En 1911, el explorador Hiram Bingham EE.UU. vio Machu Picchu y regresó a la Universidad de Yale un poco decepcionado. Al año siguiente regresó a Perú, para hacer una limpieza de las ruinas y desentrañar el misterio. Fue entonces cuando se dio cuenta de lo grande que era. En 1913, cuando la National Geographic publicó un artículo con varias páginas acerca de Machu Picchu, el mundo supo por primera vez acerca de la ciudad Inca, y Bingham llegó a ser famoso.

Machu Picchu
Ahora, después de más de 100 años , un nuevo libro analiza la historia de Machu Picchu desde un ángulo diferente. Los expertos han explicado por qué su construcción fue una gran hazaña de la ingeniería y la arquitectura, y se describe cómo los incas vivieron allí . Pero nadie ha contado la historia de las personas íntimamente vinculadas a las ruinas , tanto en el pasado y el presente.
Pero Sergio Vilela , director editorial del Grupo Planeta , y José Carlos de la Puente, profesor de Historia Latinoamericana en la Universidad de Texas, ahora han hecho lo mismo en su libro El último secreto de Machu Picchu (El último secreto de Machu Picchu ) . Después de 4 años de investigación, los autores afirman que Hiram Bingham no descubrió Machu Picchu, pero que las personas que viven a su alrededor simplemente olvidaron su existencia.

Machu Picchu
Bingham nació en Hawai en 1875. Su padre era un pastor protestante. Bingham creció leyendo sobre América del Sur y soñaba con tener aventuras en la región. Fue a la Universidad de Yale , donde más tarde se convirtió en profesor de Historia Latinoamericana y Geografía . Bingham llegó al Perú en 1911 con la intención de escalar el Monte Coropuna en Arequipa.
Cuando se enteró de que alguien ya había llegado a la cima de esa montaña , cambió sus planes y decidió averiguar lo que él llamó “la última capital de los Incas”, pero él no estaba buscando Machu Picchu. Encontró a Machu Picchu casi por accidente , guiado por los lugareños de la zona cercana a Machu Pichhu . “Queremos que la gente entienda que Machu Picchu nunca se perdió”, dijo Sergio Vilela .

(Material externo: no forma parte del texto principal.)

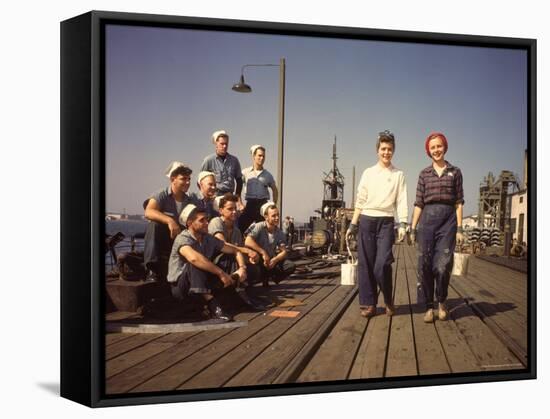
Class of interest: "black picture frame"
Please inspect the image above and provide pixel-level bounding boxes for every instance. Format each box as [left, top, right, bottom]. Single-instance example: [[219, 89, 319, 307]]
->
[[60, 11, 537, 407]]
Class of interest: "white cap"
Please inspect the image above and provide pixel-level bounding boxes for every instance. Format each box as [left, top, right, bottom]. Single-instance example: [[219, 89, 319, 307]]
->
[[212, 129, 229, 144], [197, 170, 216, 183], [180, 204, 197, 226], [260, 201, 276, 217], [250, 144, 265, 155], [212, 195, 223, 212], [164, 161, 187, 178]]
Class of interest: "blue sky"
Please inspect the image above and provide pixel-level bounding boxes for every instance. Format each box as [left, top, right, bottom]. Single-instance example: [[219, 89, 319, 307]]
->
[[106, 26, 527, 221]]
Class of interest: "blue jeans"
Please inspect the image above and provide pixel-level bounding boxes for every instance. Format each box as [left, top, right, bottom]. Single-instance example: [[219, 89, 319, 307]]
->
[[416, 204, 456, 309], [357, 215, 395, 306]]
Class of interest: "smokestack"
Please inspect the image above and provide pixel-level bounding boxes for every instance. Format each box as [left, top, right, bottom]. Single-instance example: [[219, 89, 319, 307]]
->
[[351, 166, 356, 208], [523, 150, 527, 189]]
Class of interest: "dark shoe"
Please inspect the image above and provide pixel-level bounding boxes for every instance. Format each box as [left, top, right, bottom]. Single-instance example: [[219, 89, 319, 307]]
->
[[424, 308, 434, 323], [361, 306, 376, 318], [437, 303, 449, 321], [144, 271, 159, 284], [208, 298, 233, 322]]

El libro dice que cuando Bingham llegó a Machu Picchu , se encontró una inscripción que decía “Lizárraga 1902” y lo escribió en su diario . Cuando se dio cuenta de que había descubierto algo importante, borró la inscripción de las ruinas y del nombre en su diario. Ahora los descendientes de Agustín Lizárraga reclaman su lugar en la historia.
En cualquier caso, el periodista y su colega historiador han tratado de demostrar que todavía se desconoce la verdad del descubrimiento de Machu Picchu.